Open whh1009 opened 4 years ago
Hello whh,
String codes = "\u5e7e\u8EAB\ue85d\ue85e\u21deb\u21df8\u347e\u347F";
Some of the \u
sequences look as if they contain 5 hex digits, for example \\u21df8
. Did you really intend to include the code points U+21DF "DOWNWARDS ARROW WITH DOUBLE STROKE" and U+0038 "DIGIT EIGHT"?
Thank you very much your reply. \u21df8
is a unicode, which actually corresponds to a Chinese character, please see https://www.unicode.org/cgi-bin/GetUnihanData.pl?codepoint=21df8&useutf8=true,there will be problems use 5 hex digits.
In Java, the character sequence \u21df8
is interpreted as U+21DF followed by U+0038. That's how it is, Java doesn't support \u
with more than 4 hexadecimal digits. See JLS 17 sections 3.1 to 3.3.

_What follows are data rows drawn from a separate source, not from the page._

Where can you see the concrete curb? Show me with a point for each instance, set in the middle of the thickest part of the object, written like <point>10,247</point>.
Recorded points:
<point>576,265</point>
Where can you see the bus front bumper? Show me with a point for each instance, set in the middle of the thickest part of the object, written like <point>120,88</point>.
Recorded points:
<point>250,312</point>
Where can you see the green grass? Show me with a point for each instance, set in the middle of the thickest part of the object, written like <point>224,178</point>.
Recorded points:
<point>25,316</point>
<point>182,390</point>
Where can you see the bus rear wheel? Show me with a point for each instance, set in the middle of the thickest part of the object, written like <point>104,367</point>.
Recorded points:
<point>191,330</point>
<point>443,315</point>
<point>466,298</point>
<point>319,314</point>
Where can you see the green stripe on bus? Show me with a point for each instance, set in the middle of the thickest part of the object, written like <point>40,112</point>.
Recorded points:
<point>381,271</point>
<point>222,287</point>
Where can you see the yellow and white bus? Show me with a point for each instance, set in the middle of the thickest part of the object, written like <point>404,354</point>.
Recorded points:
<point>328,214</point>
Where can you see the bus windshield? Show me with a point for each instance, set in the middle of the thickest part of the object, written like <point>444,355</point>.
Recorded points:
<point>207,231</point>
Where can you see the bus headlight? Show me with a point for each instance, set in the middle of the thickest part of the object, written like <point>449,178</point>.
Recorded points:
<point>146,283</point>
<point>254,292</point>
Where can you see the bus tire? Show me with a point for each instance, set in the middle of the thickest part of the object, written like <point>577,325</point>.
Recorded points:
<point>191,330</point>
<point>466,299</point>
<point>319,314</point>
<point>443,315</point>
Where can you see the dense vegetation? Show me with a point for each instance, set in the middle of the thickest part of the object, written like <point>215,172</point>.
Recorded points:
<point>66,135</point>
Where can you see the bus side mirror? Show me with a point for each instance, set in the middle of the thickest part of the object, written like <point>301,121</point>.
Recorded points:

If you encode your desired code points in UTF-16, this may already solve your problem.
Contrary to Java, Unicode allows 5 or 6 digits when referring to a code point such as U+21DF8. Keep this difference between Unicode and Java in mind.
When I use sfntly to extract a subset of fonts, some unicode code points can be obtained correctly, but some are not. I am a little confused, please help to take a look.